In Perù finisce spesso in questo modo: il presidente eletto viene sbattuto in carcere e il paese dilaniato dalla violenza delle proteste; la polizia a fronteggiare con violenza chi manifesta la propria rabbia e la propria delusione per una politica che proprio non riesce a riemergere dal pantano.
L’arresto di Pedro Castillo, socialista, ex maestro elementare, figlio di contadini, era riuscito a conquistare a sorpresa e ad un soffio, appena 44mila voti di scarto, la presidenza battendo alle urne la ben più solida candidata di destra, Keiko Fujimori, figlia dell’ex presidente peruviano Alberto Fujimori, attualmente in carcere per corruzione.
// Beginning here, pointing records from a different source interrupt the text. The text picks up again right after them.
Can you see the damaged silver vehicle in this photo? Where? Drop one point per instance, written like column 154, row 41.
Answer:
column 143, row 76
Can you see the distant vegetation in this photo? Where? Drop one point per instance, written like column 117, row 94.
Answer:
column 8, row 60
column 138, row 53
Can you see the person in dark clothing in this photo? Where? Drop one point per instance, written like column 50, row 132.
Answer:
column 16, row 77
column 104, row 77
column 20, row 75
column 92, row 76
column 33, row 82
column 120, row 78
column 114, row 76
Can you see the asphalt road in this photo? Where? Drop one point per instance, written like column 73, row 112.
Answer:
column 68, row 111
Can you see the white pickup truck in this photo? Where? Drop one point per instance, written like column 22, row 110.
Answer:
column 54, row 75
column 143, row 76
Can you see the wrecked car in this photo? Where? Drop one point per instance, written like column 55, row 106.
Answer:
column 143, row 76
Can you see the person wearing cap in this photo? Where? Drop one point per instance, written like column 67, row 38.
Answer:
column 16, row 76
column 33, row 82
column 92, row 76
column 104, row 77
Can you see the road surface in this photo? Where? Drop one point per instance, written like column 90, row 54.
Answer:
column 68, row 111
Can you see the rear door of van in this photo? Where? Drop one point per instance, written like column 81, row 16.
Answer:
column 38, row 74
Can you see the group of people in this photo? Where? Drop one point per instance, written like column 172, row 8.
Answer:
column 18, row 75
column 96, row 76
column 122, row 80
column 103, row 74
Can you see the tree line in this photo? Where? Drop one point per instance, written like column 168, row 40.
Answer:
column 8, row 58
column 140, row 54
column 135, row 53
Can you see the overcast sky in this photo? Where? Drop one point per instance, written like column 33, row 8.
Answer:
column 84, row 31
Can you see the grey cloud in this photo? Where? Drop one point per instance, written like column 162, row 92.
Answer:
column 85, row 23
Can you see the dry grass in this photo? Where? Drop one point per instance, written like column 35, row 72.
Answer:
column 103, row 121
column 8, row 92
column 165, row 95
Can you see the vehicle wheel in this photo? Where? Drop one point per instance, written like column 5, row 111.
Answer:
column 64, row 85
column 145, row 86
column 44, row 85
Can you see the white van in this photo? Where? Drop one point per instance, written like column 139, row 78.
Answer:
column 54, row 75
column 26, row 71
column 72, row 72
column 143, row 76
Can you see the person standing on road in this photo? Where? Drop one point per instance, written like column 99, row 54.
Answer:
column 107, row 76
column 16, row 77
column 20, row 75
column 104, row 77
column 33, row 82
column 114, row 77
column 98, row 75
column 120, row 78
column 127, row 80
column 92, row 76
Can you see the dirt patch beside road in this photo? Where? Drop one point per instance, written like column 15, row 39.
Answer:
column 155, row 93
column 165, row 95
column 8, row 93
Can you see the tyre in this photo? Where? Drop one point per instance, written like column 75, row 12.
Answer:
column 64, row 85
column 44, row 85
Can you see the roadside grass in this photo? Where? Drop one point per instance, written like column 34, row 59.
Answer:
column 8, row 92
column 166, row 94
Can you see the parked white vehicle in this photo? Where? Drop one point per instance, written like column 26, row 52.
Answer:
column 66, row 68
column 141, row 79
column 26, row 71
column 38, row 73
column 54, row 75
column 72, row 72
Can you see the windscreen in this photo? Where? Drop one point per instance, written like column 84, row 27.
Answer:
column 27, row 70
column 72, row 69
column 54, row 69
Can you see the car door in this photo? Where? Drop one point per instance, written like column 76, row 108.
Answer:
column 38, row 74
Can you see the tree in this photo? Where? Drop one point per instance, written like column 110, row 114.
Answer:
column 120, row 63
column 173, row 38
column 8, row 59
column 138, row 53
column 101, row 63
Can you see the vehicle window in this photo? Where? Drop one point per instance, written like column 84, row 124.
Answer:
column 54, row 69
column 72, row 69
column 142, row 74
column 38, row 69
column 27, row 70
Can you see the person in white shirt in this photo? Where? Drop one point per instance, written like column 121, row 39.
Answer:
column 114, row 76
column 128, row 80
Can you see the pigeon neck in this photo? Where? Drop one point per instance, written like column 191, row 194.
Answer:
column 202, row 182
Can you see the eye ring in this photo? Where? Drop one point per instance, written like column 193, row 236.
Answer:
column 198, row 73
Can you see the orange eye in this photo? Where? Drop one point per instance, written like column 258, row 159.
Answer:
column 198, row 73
L’ultimo presidente peruviano ad aver concluso regolarmente il suo mandato è stato Fernando Belaùnde Terry, leader del partito centrista di Acciòn Popular. Ma bisogna tornare al 1985.
Da allora in poi soltanto scandali, inchieste e fallimenti. Alan Garcia, nel 2019, si sparò pochi istanti prima di essere arrestato, perché coinvolto nello scandalo Odebrecht.
Dopo il colpo di stato al governo è arrivata Dina Boluarte, che da subito ha avuto il sostegno degli Stati Uniti, e in subordine dell’Unione Europea, immediatamente riconosciuta come legittimo successore alla presidenza peruviana, “a salvaguardia della democrazia e dell’ordine costituzionale”.
Da allora tante sono state le proteste dei dissidenti in tutto il mondo, nel mentre il Perù diventava la succursale degli Usa e oltre 3200 marines occupano lo Stato.
A Torino, si è svolta una manifestazione di protesta dei peruviani che contestano l’Unione Europea, troppo impegnata a difendere l’Ucraina e silente sul colpo di stato in Perù.